Casa señorial que cuenta con un bonito arco, situada cerca de la iglesia. -Con patio de 200m2 y casa de 90 m2 de planta con 2 alturas Necesita reforma integral. A diez minutos de la villa de Brihuega, y menos de una hora de Madrid, singular casa de pueblo situada en el municipio de Valdeavellano, en la provincia de Guadalajara.
Se trata de una propiedad con un inmenso potencial que destaca por su arquitectura tradicional y su marcado carácter histórico. Uno de los elementos más representativos de la vivienda es su majestuosa entrada, formada por un gran arco de piedra coronado por un antiguo escudo heráldico tallado, un detalle arquitectónico que aporta un enorme señorío y exclusividad a la construcción.
La finca dispone de 282 m² de parcela , distribuidos de forma muy práctica. La vivienda principal cuenta con 90 m² de planta, ofreciendo una base funcional y fácil de adaptar a tus necesidades. Su mayor atractivo es un patio privado de 130 m², un espacio exterior amplio y versátil, ideal para jardín, zona de barbacoa o aparcamiento. Los metros restantes corresponden al grosor de los muros tradicionales y a pequeñas construcciones anexas
La propiedad cuenta con una gran amplitud, lo que sumado a sus múltiples plantas y estancias, ofrece el lienzo ideal para llevar a cabo una reforma integral a medida. La configuración actual permite aprovechar toda la superficie para diseñar grandes espacios abiertos, conservar materiales nobles originales de la zona o adaptar la distribución para dar forma a un ambicioso proyecto de turismo rural o un alojamiento con gran encanto.

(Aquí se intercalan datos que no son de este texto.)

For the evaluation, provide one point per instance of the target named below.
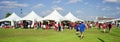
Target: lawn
(40, 35)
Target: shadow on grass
(101, 39)
(105, 31)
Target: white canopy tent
(55, 15)
(13, 17)
(32, 16)
(71, 17)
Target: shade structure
(12, 17)
(71, 17)
(32, 16)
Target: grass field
(39, 35)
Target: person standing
(82, 28)
(104, 27)
(109, 26)
(77, 28)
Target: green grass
(39, 35)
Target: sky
(82, 9)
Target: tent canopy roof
(31, 16)
(71, 17)
(12, 17)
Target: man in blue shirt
(82, 28)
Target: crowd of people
(60, 26)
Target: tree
(7, 15)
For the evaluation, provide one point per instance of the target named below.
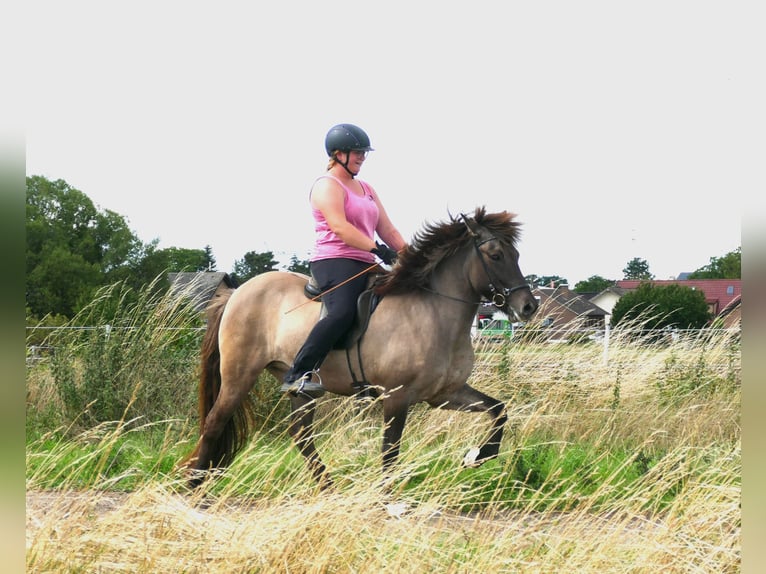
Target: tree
(728, 266)
(299, 266)
(593, 284)
(210, 264)
(253, 264)
(637, 269)
(72, 248)
(657, 307)
(546, 280)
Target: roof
(200, 286)
(572, 301)
(720, 291)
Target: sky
(613, 130)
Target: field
(629, 463)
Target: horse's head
(494, 267)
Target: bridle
(499, 296)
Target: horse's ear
(470, 224)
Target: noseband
(499, 296)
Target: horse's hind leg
(469, 399)
(302, 431)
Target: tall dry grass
(630, 464)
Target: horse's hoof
(470, 460)
(397, 509)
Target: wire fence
(36, 352)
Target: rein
(499, 296)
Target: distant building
(718, 292)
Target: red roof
(718, 292)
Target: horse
(416, 348)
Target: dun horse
(417, 347)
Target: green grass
(629, 464)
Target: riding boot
(302, 385)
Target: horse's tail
(238, 428)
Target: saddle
(365, 306)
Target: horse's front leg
(469, 399)
(395, 415)
(302, 431)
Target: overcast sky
(614, 130)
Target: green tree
(657, 307)
(72, 248)
(728, 266)
(299, 266)
(253, 264)
(637, 269)
(593, 284)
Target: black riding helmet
(345, 137)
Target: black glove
(384, 252)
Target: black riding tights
(341, 310)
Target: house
(562, 310)
(200, 286)
(718, 292)
(731, 315)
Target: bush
(131, 360)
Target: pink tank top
(361, 212)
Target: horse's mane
(437, 241)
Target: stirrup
(305, 386)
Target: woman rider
(347, 214)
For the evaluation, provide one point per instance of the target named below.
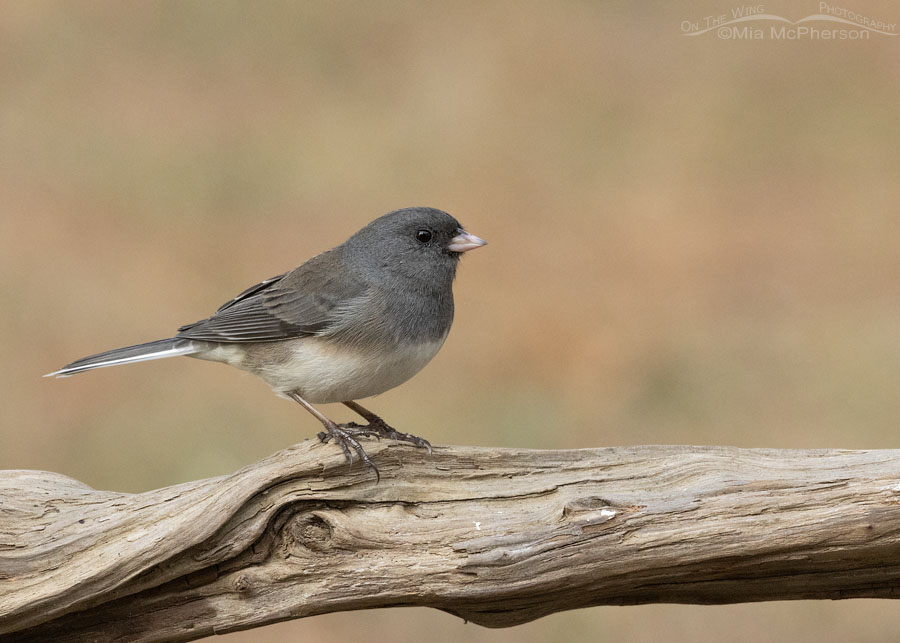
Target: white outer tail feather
(185, 347)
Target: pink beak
(463, 242)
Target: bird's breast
(323, 371)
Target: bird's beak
(463, 242)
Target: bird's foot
(347, 441)
(378, 428)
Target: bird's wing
(302, 302)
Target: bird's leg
(379, 428)
(341, 437)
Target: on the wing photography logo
(752, 22)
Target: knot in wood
(309, 530)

Valdeavellano es el vivo reflejo de este espíritu alcarreño, siendo un municipio pintoresco, seguro y sumamente tranquilo. Al pasear por su núcleo urbano se respira esa esencia de antaño, destacando su plaza principal y su encatadora iglesia románica. En este espacio se erige un histórico rollo o picota de piedra labrada sobre una base escalonada, flanqueado por el edificio del ayuntamiento, reconocible por su característica torre metálica que alberga el reloj y la campana municipal. A este encanto arquitectónico se suma un entorno natural privilegiado, situándose a un paso de los extensos y espectaculares campos de lavanda que han otorgado fama internacional a esta comarca, ofreciendo un paisaje visual inigualable teñido de púrpura durante los meses de floración.